I would really appreaciate some sample code or any other help on this. 

sfdcfoxsfdcfox
I did some brief research for you on this subject, thinking it would be easy to parse, just like a .eml file (such as those produced by Thunderbird or older Outlook programs). I found out this is not the case.

.Msg files are in Microsoft Compound File Binary format (MS-CFB). To put it bluntly, it is basically a disk image in a file, where folders are called "storages," and files are called "streams." This means that just to decipher the data, you have read a binary header that describes the "files" and "folders" within the file, then seek to that binary offset and decode the information.

The only fortunate thing about this is the data can be found through indexes, all elements are of fixed or readable sizes, and are byte-aligned. I would anticipate, though, that this exercise is not going to be worth the effort for the end result. It is also possible that complex files might exceed the governor limits.

Outlook files appear to use storages and streams to store all their data, and are intermingled with binary and textual data. I wish you the best of luck if you'd like to attempt this.

Here's the relevant data:

http://www.fileformat.info/format/outlookmsg/

http://msdn.microsoft.com/en-us/library/dd942138.aspx

sp08830sp08830

Thanks for your research and effort. Is there a way to read the email header at least? say subject of the email. 

sfdcfoxsfdcfox
Reading any of the data requires potentially parsing the entire file from front to back. There's no magic key that you can look for, no identifier that guarantees a quick seek. Just trying to get a single header is at minimum dozens of lines of code, and probably around 10 lines of script statement per 3 binary bytes to search through, limiting the usefulness to files around 60,000 bytes or less.
sp08830sp08830

sfdcfox, Thanks for your time and effort.

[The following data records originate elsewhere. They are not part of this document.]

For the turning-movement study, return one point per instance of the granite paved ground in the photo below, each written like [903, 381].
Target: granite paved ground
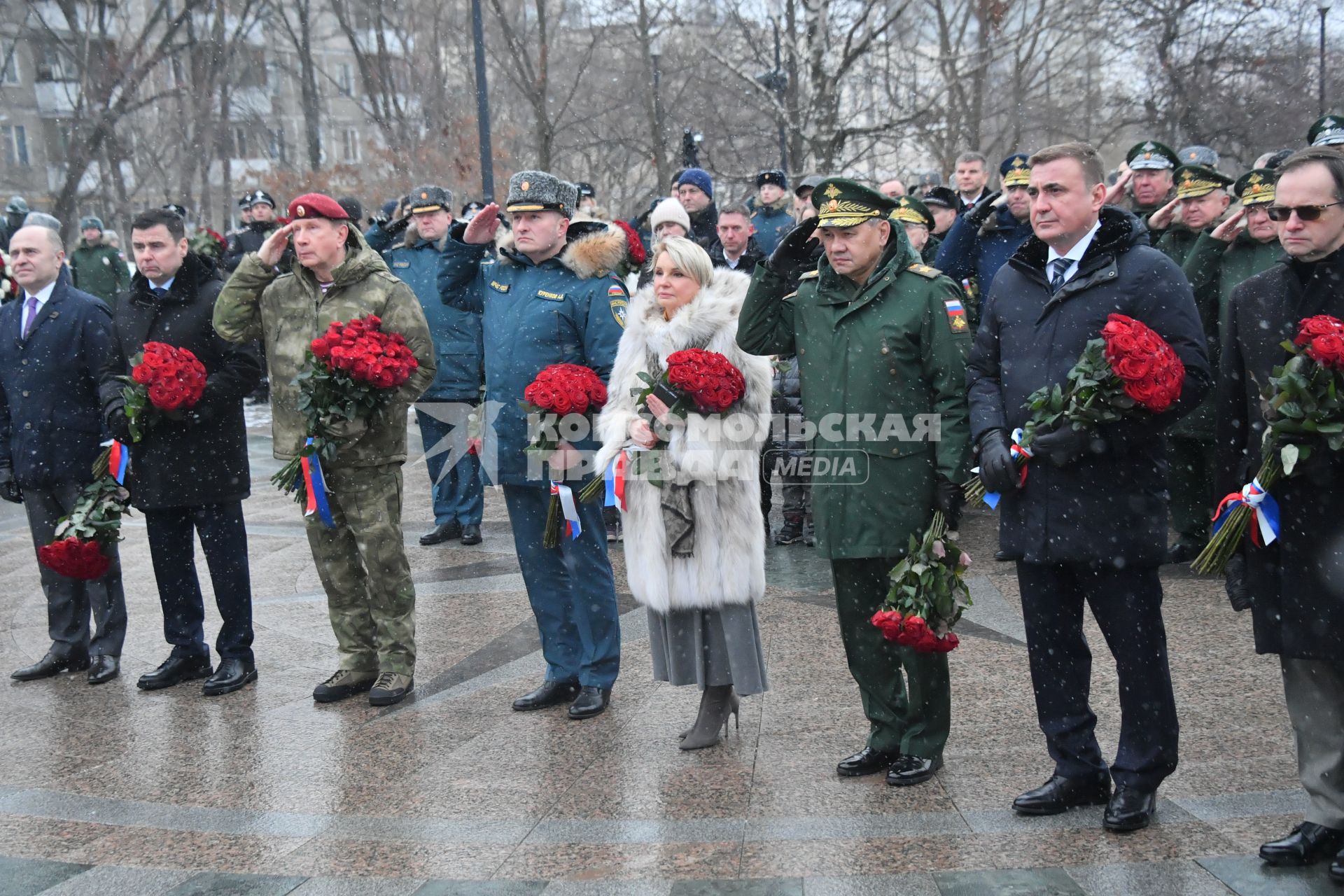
[111, 790]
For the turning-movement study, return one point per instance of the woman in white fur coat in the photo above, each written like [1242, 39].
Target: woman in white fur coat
[695, 542]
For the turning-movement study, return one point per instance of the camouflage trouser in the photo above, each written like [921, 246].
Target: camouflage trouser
[363, 567]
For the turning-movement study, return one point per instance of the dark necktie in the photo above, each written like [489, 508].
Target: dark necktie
[1057, 273]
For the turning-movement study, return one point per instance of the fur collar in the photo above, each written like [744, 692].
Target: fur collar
[715, 308]
[594, 251]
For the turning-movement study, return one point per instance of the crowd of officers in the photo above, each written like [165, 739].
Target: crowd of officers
[841, 274]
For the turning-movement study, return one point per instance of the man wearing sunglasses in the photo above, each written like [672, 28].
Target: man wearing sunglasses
[1292, 584]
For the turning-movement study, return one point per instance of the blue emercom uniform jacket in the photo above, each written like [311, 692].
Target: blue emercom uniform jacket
[456, 332]
[570, 309]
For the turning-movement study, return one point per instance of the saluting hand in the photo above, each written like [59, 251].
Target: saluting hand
[1163, 218]
[482, 229]
[1231, 229]
[274, 248]
[1117, 190]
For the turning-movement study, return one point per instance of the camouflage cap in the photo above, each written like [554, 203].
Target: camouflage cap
[846, 203]
[1199, 181]
[539, 191]
[911, 211]
[1257, 187]
[1151, 156]
[1327, 131]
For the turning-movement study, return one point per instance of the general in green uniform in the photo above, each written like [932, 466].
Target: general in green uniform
[362, 559]
[882, 343]
[99, 267]
[1219, 261]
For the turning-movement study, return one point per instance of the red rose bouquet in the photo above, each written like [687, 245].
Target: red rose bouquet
[927, 593]
[81, 538]
[350, 372]
[1304, 414]
[558, 391]
[163, 379]
[1126, 371]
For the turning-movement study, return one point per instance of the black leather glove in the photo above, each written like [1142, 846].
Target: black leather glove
[8, 488]
[997, 469]
[792, 258]
[1238, 593]
[1066, 445]
[980, 213]
[948, 500]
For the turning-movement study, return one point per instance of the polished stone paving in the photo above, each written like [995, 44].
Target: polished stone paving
[111, 790]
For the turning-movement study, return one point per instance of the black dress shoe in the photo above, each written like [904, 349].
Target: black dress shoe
[911, 770]
[441, 533]
[174, 671]
[1307, 846]
[51, 665]
[232, 675]
[552, 694]
[1129, 809]
[592, 701]
[867, 762]
[104, 669]
[1060, 794]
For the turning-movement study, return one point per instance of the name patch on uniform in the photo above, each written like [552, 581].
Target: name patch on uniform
[956, 315]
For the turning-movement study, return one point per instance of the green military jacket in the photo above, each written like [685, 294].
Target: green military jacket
[100, 270]
[1214, 269]
[289, 311]
[1177, 242]
[878, 365]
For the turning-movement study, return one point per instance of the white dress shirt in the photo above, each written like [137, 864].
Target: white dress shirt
[42, 296]
[1074, 254]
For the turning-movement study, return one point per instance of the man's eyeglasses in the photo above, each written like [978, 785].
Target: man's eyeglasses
[1304, 213]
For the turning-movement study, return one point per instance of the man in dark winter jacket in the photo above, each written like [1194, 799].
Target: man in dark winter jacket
[1089, 524]
[188, 473]
[1294, 583]
[442, 410]
[736, 246]
[695, 191]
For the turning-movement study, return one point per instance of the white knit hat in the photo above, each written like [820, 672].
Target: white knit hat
[670, 210]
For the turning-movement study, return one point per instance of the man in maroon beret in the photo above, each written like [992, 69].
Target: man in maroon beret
[360, 559]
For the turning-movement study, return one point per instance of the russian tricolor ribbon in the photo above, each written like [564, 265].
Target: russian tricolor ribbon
[1264, 512]
[1019, 451]
[615, 477]
[315, 486]
[118, 461]
[569, 510]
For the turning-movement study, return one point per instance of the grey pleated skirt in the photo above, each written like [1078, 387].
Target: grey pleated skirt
[708, 648]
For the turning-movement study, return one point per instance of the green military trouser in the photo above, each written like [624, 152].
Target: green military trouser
[363, 567]
[913, 718]
[1190, 481]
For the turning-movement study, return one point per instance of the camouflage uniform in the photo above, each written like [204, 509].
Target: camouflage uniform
[362, 561]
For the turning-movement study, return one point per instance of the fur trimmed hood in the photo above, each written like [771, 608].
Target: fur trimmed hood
[718, 456]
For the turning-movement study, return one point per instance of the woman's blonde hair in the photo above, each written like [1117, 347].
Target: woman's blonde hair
[686, 255]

Really appreciate it.

 

One thing I didn't understand, when I print the string using system.debug more than 90% of the email body is printed as plain text into debug log. Why I am not able to read the content via apex...

sfdcfoxsfdcfox

Even though all the text is there, in plain sight, it's not as obvious to a computer program without going through the motions of parsing the file. Let me remind you that this file is actually a disk in a file, meaning it has a folder structure with file names, and so on. This is unlike other mail programs that store the raw message headers and information as a "replayable text file."

 

If you were trying to parse a Mozilla Thunderbird email, it would be similar to parsing a regular CSV file. Split the file by newlines, stitch together multi-line headers, observe boundaries, etc. It's a very easy, plain-text format that's easy to parse. This is the technical equivlance to writing a program in C++ and reading a plain text file.

 

However, in a .MSG file, you have to parse the main FAT (File Allocation Table) entry, which points to other FAT entries, which points to "directory chains" called "stores," which points to "files." Also, each "file" and "directory" may split up into pieces, and these pieces may be organized any way that the program likes. While it is basically guaranteed that the pieces will be in some predefined order, their position within the file is unpredictable without parsing the entire file.

 

This is roughly the same difficulty as writing a device driver to read files from a storage device. It's an entire magnitude of difficulty higher. Not to mention, the only way to parse it correctly is through a ton of binary manipulation, so you're looking at a high probability of exceeding governor limits for any decent sized email.

sp08830sp08830

Thanks for the insight.

varalaksshmi rajendranvaralaksshmi rajendran
Hi,

Have you got any solution for reading the content from .msg file. I'm working with a similar functionality which retrives FromID, ToID , Subject of the mail and body of the mail. Please help if you have any solution for this.